Brigadier General Heimann admits that the IDF’s dependence on reserves will become more difficult the longer the war lasts. He compared the IDF to a spring: if it is stretched too much, it will break. At the moment he says he is adapting.
But in a sign of the tension, the IDF wants to extend mandatory service for male recruits from 32 to 36 months.
The fact that the burden of service is not shared by all has also fueled a sense of resentment. One group has been exempt from military service for decades: thousands of haredi, or ultra-Orthodox, Jews. They believe that the lives of their young people should be dedicated to religious studies and not military service.
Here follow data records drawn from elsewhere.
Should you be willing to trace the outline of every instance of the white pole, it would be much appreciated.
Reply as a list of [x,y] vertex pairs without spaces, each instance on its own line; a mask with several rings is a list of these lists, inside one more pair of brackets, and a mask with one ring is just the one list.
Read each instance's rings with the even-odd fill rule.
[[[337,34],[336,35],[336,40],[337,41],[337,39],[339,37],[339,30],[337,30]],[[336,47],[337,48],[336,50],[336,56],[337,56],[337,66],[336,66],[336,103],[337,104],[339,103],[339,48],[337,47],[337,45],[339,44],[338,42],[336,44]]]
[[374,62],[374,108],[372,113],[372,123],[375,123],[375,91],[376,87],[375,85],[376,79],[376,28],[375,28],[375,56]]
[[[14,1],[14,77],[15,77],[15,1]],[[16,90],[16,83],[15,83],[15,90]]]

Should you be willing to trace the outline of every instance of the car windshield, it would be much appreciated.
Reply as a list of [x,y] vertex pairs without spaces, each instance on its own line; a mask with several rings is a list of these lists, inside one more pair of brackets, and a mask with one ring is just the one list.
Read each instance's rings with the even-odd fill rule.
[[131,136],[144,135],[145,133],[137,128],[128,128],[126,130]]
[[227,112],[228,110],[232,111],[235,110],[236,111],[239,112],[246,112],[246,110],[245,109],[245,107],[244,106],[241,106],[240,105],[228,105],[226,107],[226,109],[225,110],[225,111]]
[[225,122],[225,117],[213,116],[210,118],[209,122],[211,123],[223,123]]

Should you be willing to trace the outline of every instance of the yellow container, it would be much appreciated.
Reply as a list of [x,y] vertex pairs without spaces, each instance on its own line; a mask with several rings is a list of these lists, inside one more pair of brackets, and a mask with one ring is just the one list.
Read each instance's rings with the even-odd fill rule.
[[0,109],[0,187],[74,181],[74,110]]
The issue has already divided Israel’s coalition government. But, following the intervention of the attorney general, recruitment documents are being sent to 7,000 Haredi Jewish men. They have responded with angry protests. But Brigadier General Heimann, like ousted former Defense Minister Yoav Gallant, says they have a “moral duty to serve.”
Not only a personal sacrifice is required, but also an economic one.
The Bank of Israel said in May that the cost of the war to Israel could reach $70 billion (£55 billion) by the end of next year, an estimate made before the country’s ground invasion of Lebanon. Small businesses are among the hardest hit.
Shelly Lotan’s new food tech company is among many struggling to survive. Shelly has already had to move her business from northern Israel to avoid Hezbollah rockets. Two of its seven employees have been called up for military service.
The morning we meet, at her home in Tel Aviv, Shelly has just received more bad news. You’ve received a text message from one of your employees whose military service is being extended.
“I can’t tell you how important it is to have another employee gone for another month,” Shelly says.
“I can’t even hire another person or fix this problem.”
Shelly also had to juggle family life with three young children. Her husband, also a reservist, has had to spend long periods away from home.
A ceasefire in Lebanon could relieve some of the pressure. But there is still fighting in Gaza. Shelly Lotan fears for the future without a clear strategy from the Israeli government to end the conflict.
“I think the war should be over by now,” he says.